Approximately a decade ago, a United States District Court in California heard O’Bannon. The case was brought by Ed O’Bannon—a former student-athlete at UCLA—on behalf of all collegiate athletes, and it challenged the National Collegiate Athletic Association’s (NCAA) restrictions on benefits student athletes were permitted to receive. O’Bannon’s argument was that the NCAA member universities were profiting on the backs of student-athletes, while the athletes were prohibited from profiting at all. Using antitrust law and policy-based arguments, the plaintiffs were able to obtain a verdict that allowed the NCAA member schools to provide student-athletes with the full cost of attendance to their respective universities: a payment that was prohibited prior. However, the NCAA’s focus on its quality of “amateurism” still restrained the argument for unbounded pay-for-play and allowed the NCAA to continue restraining the money paid to student-athletes.

In sum, what resulted from the O’Bannon case was the ability of the NCAA member universities to pay student-athletes a monthly stipend of up to $500 in addition to their scholarship. However, the $500 amount, for many student-athletes, is still not enough to cover all of their living expenses and is especially miniscule as compared to the amount that the universities receive as revenue from those sports. As such, many argue that the O’Bannon case failed to fully address the problem. Today, the fight for pay-for-play hasn’t ended. If anything, the fight has been fueled as the revenues that universities receive from collegiate sports are higher than ever before. The overwhelming majority of this massive profitability derives from the men’s basketball and football teams.

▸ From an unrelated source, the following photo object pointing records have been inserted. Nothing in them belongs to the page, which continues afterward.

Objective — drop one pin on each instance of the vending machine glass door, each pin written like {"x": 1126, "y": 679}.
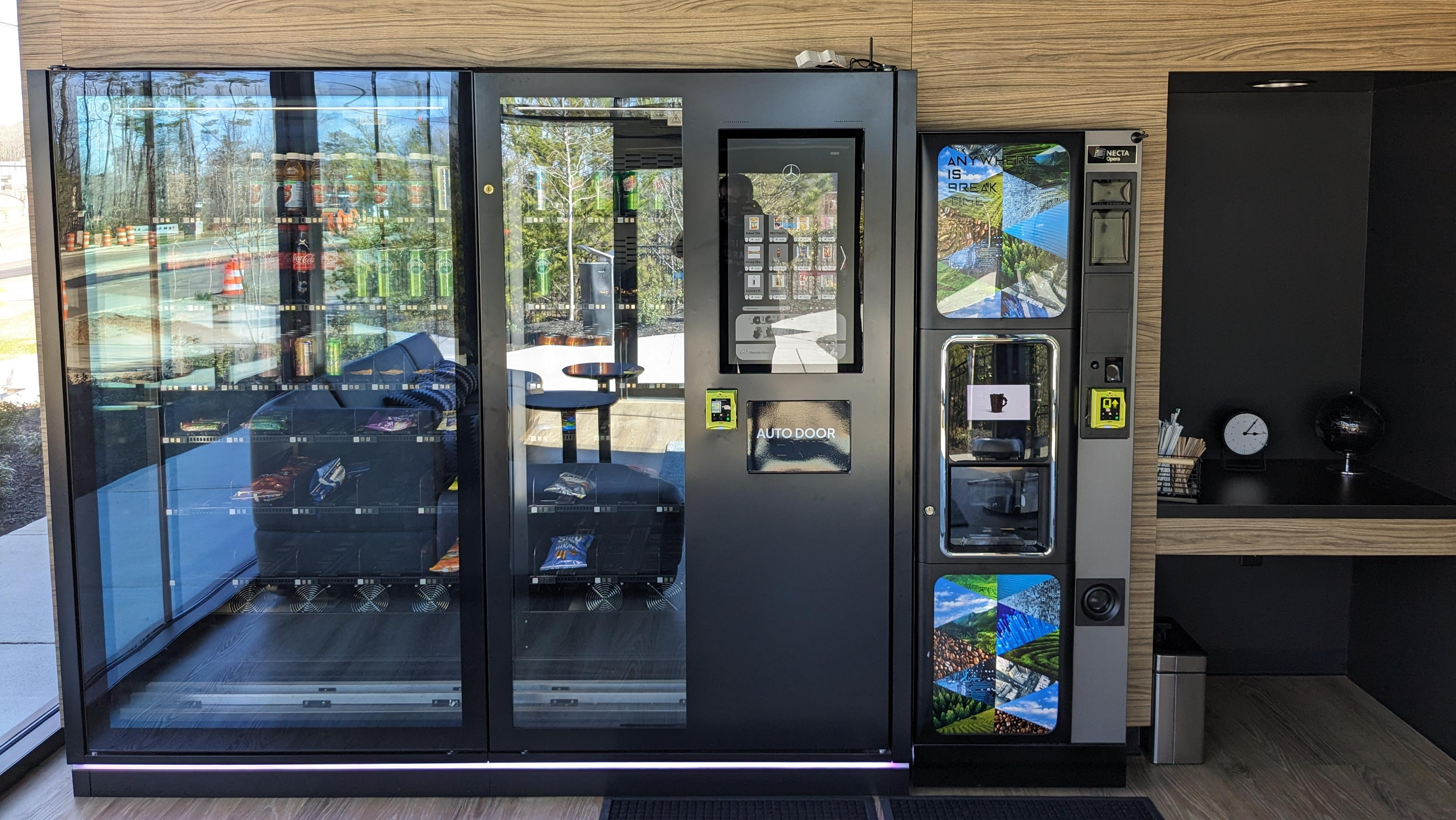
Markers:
{"x": 592, "y": 197}
{"x": 270, "y": 398}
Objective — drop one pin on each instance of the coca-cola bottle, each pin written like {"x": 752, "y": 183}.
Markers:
{"x": 302, "y": 264}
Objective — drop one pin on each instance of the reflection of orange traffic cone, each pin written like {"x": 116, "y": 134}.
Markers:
{"x": 234, "y": 279}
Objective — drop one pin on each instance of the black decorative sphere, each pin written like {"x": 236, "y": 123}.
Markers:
{"x": 1350, "y": 424}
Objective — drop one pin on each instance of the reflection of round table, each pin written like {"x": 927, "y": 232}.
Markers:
{"x": 567, "y": 402}
{"x": 532, "y": 382}
{"x": 603, "y": 372}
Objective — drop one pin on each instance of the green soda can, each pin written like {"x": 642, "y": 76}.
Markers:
{"x": 334, "y": 360}
{"x": 386, "y": 276}
{"x": 445, "y": 274}
{"x": 361, "y": 274}
{"x": 417, "y": 276}
{"x": 542, "y": 273}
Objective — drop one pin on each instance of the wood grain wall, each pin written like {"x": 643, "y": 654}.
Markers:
{"x": 983, "y": 65}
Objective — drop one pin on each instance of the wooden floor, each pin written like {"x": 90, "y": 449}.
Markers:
{"x": 1279, "y": 748}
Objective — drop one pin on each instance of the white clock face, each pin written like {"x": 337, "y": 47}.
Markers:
{"x": 1245, "y": 435}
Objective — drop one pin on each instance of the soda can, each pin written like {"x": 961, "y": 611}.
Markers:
{"x": 303, "y": 356}
{"x": 445, "y": 274}
{"x": 334, "y": 357}
{"x": 292, "y": 194}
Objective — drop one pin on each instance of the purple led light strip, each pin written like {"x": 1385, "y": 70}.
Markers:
{"x": 539, "y": 765}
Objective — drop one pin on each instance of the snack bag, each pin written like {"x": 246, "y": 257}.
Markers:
{"x": 269, "y": 424}
{"x": 389, "y": 423}
{"x": 567, "y": 552}
{"x": 201, "y": 426}
{"x": 271, "y": 487}
{"x": 573, "y": 486}
{"x": 450, "y": 561}
{"x": 331, "y": 475}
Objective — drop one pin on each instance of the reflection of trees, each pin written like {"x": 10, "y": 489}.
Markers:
{"x": 660, "y": 229}
{"x": 574, "y": 161}
{"x": 781, "y": 194}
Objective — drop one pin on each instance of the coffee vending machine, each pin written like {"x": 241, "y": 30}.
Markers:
{"x": 1027, "y": 315}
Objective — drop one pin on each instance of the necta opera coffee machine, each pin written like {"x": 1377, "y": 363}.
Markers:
{"x": 1028, "y": 264}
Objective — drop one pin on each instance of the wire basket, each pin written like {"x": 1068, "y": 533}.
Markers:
{"x": 1180, "y": 478}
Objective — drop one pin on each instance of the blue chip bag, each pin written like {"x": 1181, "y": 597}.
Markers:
{"x": 567, "y": 552}
{"x": 331, "y": 475}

Jenkins v. NCAA is effectively an O’Bannon rematch. This time, with slight change in strategy from the plaintiffs, partly due to the benefit of the information from the O’Bannon case that came before it. In front of the same district court judge, Judge Claudia Wilken, the argument has changed, but the plaintiff’s goals are highly motivated by the same social justice goal. The Jenkins plaintiffs argue that players’ athletic scholarships should be unbounded, and instead be dictated by market demands in the same way that coaches’ and other athletic staff’s salaries are determined. Jenkins plaintiffs “are pushing for deregulation that would allow regional conferences to set rules on the expenses that colleges can cover.”

To oppose the plaintiff’s assertions, the NCAA will need to persuade the court that the current NCAA restrictions imposed on scholarship amounts “promote competition more than they harm it in the market for student-athletes’ athletic services.” Repercussions of this change include providing players with the autonomy and bargaining power that they feel they lack currently, adding another level of competition between schools and conferences, and opening the door for potential cases of collusion among other possible legal violations. But for the plaintiffs, this is a welcome change and the risks are justified by the rewards.

As trial is still ongoing, it is quite possible that the outcome could go many directions and vary greatly based on whose arguments are most persuasive and most well-reasoned. Moreover, it can be expected that the losing party will appeal Judge Wilken’s decision. However, the prospect of effective free agency is interesting to consider. Should Judge Wilken’s final judgment include free agency and deregulation by the NCAA, the outcome could be that the money that member universities would need to pay players would come from the surplusage they currently possess, resulting in insufficient funds to also support otherwise unprofitable sports. As such, many collegiate sports would be eliminated entirely, particularly those known for being Olympic sports. No matter the final judgment of Jenkins, which is many months away, it is interesting to consider what the United States’ collegiate athletic landscape could look like in the event of total upheaval of the current system.